Piperlongumine
- Names: Preferred IUPAC name 1-[(2E)-3-(3,4,5-Trimethoxyphenyl)prop-2-enoyl]-5,6-dihydropyridin-2(1H)-one

Identifiers
- CAS Number: 20069-09-4;
- 3D model (JSmol): Interactive image;
- ChEMBL: ChEMBL465843;
- ChemSpider: 553441;
- ECHA InfoCard: 100.243.690
- PubChem CID: 637858;
- UNII: SGD66V4SVJ;
- CompTox Dashboard (EPA): DTXSID801029762 ;

Properties
- Chemical formula: C_{17}H_{19}NO_{5}
- Molar mass: 317.341 g·mol^{−1}
- Solubility: DMSO, DMF, ethanol
- Hazards: GHS labelling:
- Pictograms: GHS07: Exclamation mark
- Signal word: Warning
- Hazard statements: H315, H319, H335
- Precautionary statements: P261, P264, P280

= Piperlongumine =

Piperlongumine (also called piplartine or piperlongumin) is an amide alkaloid constituent of the fruit of the long pepper (Piper longum), a pepper plant found in southern India and southeast Asia. When extracted, piperlongumine may cause skin, eye or respiratory tract irritation.

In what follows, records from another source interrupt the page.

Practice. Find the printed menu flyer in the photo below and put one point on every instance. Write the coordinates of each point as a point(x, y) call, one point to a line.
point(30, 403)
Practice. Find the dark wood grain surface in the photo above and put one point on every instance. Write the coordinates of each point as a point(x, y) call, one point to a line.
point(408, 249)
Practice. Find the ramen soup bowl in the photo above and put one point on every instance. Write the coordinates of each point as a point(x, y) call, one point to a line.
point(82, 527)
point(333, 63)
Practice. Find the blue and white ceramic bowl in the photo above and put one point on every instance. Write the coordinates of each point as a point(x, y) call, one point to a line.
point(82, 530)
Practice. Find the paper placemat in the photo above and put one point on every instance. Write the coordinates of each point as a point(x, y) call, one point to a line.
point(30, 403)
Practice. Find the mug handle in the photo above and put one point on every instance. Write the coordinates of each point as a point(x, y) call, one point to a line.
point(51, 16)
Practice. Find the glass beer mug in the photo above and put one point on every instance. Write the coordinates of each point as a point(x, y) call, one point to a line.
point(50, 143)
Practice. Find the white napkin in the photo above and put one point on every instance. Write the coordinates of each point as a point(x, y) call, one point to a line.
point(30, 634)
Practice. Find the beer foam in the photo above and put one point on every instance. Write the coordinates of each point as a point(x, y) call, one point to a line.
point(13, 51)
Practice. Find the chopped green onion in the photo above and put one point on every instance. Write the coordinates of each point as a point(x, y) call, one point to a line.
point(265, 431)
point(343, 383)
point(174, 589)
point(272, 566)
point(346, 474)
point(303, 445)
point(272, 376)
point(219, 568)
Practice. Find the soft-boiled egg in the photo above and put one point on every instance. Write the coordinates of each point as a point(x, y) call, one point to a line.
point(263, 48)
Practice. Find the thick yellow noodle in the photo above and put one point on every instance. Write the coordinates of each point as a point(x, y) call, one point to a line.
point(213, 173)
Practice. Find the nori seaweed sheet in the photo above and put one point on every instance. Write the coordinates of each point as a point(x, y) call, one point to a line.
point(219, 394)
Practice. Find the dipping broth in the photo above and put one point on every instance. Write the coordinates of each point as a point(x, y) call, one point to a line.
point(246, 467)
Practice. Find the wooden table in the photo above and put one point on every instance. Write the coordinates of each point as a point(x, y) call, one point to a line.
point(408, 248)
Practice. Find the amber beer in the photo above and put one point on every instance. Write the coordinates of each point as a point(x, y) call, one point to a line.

==Traditional medicine and research==
Long peppers have been used in Ayurveda and traditional Chinese medicine as a treatment.

Targtex, a biotechnology spin-off of the Portuguese Institute for Molecular Biology, developed a piperlongumine hydrogel that is to be applied after the removal of Glioblastoma tumours, with the goal of neutralizing remaining cancer cells. The hydrogel was effective in laboratory and animal studies and is scheduled for Phase I human clinical trials sometime in 2023.